Unfortunately, for the many who extract the barest essentials from farms around the world, there is little to tie sustainability to the need for immediate supply. For such people, if production destroys the land, well then, the obvious answer is to find more land.

This is a very abbreviated analysis, of course.But for most of us on small farms in North America today, there is little risk of hunger. For small producers worldwide, that isn't the case. The question, then, might be how to bring sustainable food security to populations that truly need it. What is it that keeps a farmer producing a crop that sucks life from the land (corn (maize) is an example that leaps to mind), and pouring chemical fertilizers into land that is rapidly becoming toxic and worthless? The 'green revolution' as it was known in the 1960's, the one that served up chemical NPK doses to the world in exchange for the once-sustainable farm practices of 2nd and 3rd world farmers has been disastrous. Yields may have been lower per cultivated acre under prior practices, but they did not destroy the land, and long-time indigenous crops had been more nutritionally balanced. With chemical amendments, yields of, for example, corn crops soared for a short time, population numbers responded by increasing rapidly, and then the depleted land collapsed under the load of over-production and drought. Nothing was sustainable about the green revolution. Malnutrition has been the inevitable result of post-WWII living through chemistry.
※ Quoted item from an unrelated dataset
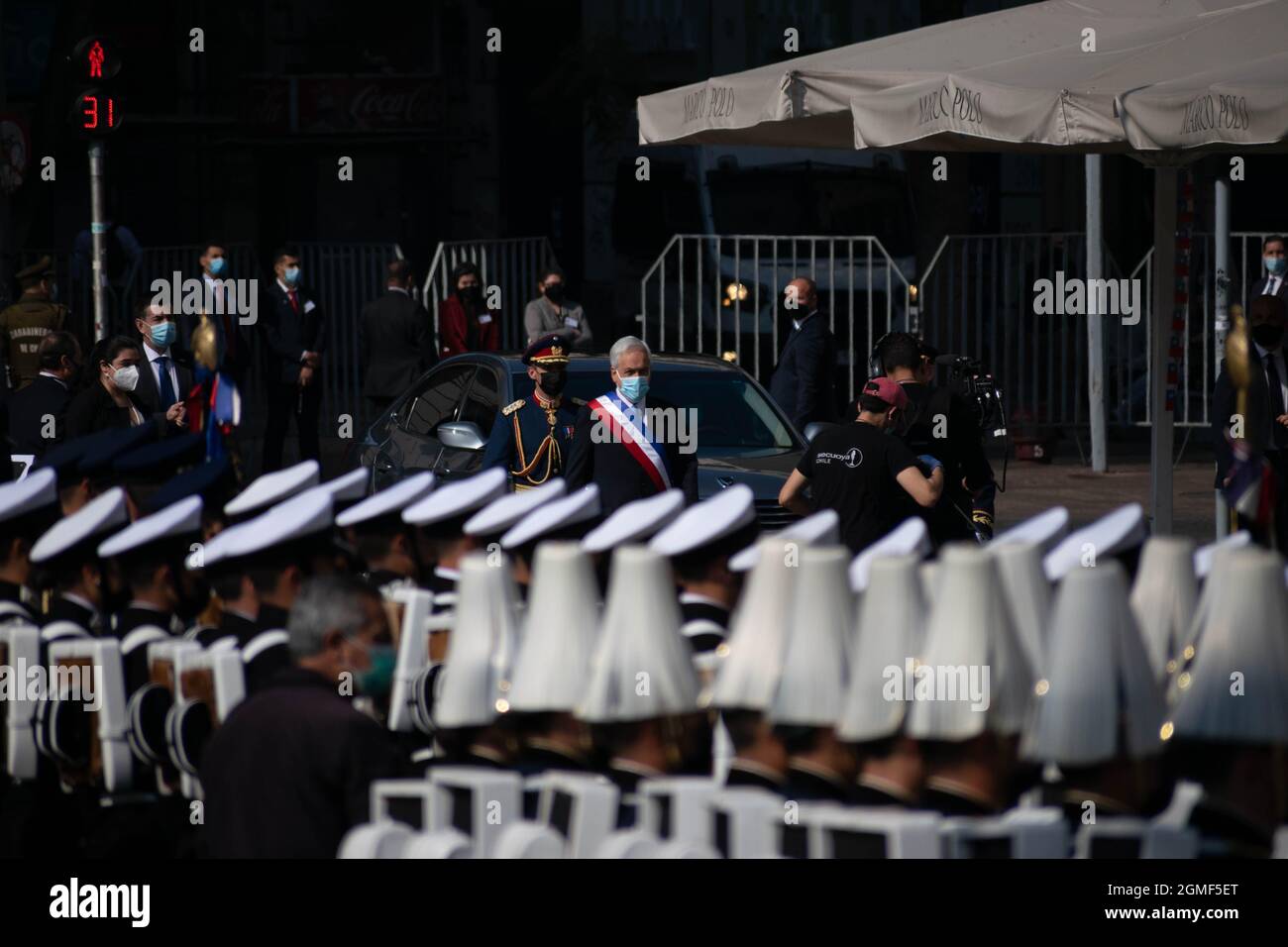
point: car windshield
(733, 418)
Sum-up: a small farm producing manures from small breed livestock (rabbits, poultry, sheep or goats at most), and producing mixed crops in rotation over several seasons, is able to maintain the health of the land. It is able to produce a surplus for family groups. Obviously, it does not produce enough to sustain an economy of export (I use the term to refer to market sales in general: export from the farm on the scale of industrial production). One wonders very seriously, how long our Western agricultural model will sustain itself. Given the depletion of sub-surface water tables, I think not much longer.

Sorry to be verbose. Smaller is sustainable. There.
Comment by Birkha B Pun on January 29, 2010 at 4:16pm
Actually it's the rare thing. i think, with the emerging of world with the development, the lacking of Agricultural priority and the indigenous systems of farmings, that the present least developed countries are facing chronic crisis, either food shortages or environment hazard.

Even developed nations lacked in being ration with this matter?
i heartliy give you the welcome note.
cheers.
lets talk more.
Comment by rick goulden on January 17, 2010 at 8:56pm
hi. i teach anthropology at a small college in british columbia, canada. i am interested in the topic of agricultural anthropology in part because of my own interest in environmentally responsible farming (organic of course), permaculture, and forest gardening, practices i hope to put into effect on our recently acquired rural property in the slocan valley. i also wish to incorporate my experience and the science of indigenous farmers in the courses i teach, especially environmental anthropology.
Comment by Selen Eloglu on January 8, 2010 at 9:06am
Hello
I am doing my Master's and focusing on agricultural anthropology and I will be glad if we can share ideas. My interests rest at sustainable production, organic farming, local farming systems, ancient farming traditions... actually quite a lot of things.
Comment by Josué Villegas on January 8, 2010 at 8:36am
Hi. I'm working for mexican government in this proyect about agricultural sistems in Yucatan. I'll be glad to share some experiences in this group.